Do I Really Think I Can Do What I Want Or Have I Boxed Myself In?
OK, regrets aren't great, so that disclaimer aside: If I could go back in life and change anything, sometimes I think it would be what I studied at university.
I took a generic media and communications degree, which admittedly did get me into magazines, but whilst I was on it, I did spend quite a bit of time wistfully gazing over at my peers in the TV, video and media production courses.
I gazed enviously as they sat in their editing rooms, tinkered with their camera equipment, preparing for assignments to shoot films... and I flirted with the idea of ditching my course and joining them (I didn't, though).
After that, no matter how well my career was going, I always had a secret desire to magically leap out of print media - my domain - into broadcast and film, but it never happened. And to this day, I still look at vloggers and independent documentary makers on YouTube with a certain degree of envy.

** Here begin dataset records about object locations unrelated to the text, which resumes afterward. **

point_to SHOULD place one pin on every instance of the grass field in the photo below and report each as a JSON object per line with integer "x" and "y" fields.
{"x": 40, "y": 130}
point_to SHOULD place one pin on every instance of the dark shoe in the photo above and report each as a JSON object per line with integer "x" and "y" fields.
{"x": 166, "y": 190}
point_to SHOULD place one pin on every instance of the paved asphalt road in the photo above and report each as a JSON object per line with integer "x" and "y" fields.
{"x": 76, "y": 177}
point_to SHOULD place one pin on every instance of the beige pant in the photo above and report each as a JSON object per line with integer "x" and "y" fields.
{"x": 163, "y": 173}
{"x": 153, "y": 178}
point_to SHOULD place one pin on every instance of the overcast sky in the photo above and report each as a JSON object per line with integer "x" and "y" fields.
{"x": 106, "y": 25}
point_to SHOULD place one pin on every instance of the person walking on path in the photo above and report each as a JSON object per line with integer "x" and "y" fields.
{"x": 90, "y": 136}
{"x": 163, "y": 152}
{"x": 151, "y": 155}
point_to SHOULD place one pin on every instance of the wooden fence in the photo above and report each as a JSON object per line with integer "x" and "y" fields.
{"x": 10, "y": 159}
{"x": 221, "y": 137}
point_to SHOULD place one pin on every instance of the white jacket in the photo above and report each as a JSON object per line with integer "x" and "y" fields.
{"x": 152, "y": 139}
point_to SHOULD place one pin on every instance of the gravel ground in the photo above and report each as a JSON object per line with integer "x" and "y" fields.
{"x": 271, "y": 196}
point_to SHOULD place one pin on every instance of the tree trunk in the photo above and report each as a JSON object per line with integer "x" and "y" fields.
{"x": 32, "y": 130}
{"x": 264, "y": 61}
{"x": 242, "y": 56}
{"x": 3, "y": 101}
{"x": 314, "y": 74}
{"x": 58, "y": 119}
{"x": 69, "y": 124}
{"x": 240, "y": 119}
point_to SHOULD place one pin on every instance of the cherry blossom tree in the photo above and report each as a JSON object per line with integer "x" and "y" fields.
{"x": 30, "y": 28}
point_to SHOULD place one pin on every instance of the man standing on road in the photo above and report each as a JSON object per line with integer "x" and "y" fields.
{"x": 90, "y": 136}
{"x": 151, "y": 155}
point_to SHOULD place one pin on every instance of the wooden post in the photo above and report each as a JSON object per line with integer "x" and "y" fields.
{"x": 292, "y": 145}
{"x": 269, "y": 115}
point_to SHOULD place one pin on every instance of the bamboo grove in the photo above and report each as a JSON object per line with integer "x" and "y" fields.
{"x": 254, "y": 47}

So what's stopping me? Carol Dweck might argue it's a Fixed Mindset.
Dweck, a Professor of Psychology at Stanford University, is behind the psychological theory of Growth Mindsets. Based on her research, she says that what keeps us from growing as individuals is our belief that we have reached our ceiling - or that we were born with a limitation (or a number of them) and are lumbered with it for the rest of our lives.
Her TED Talk, "The Power of Yet" delves into her findings that the kinds of kids who actually do well at school aren't necessarily naturally gifted at anything - they just take joy in challenges and, crucially, believe they can get better at things.
It is something we could all do well to remember. Perhaps we just haven't quite got to wherever we want... yet.
And, reassuringly in a recent interview, she points out that there isn't any particular kind person who is blessed all round with this kind of thinking.
There isn't a "Growth Mindset Type" per se.
All of us can be optimistic about our abilities and ambitions in some areas yet crushingly pessimistic in others, she says. And she advises we would do well to be aware of those areas of our life where we close off opportunities to ourselves in the mistaken belief we do not have what it takes to get there.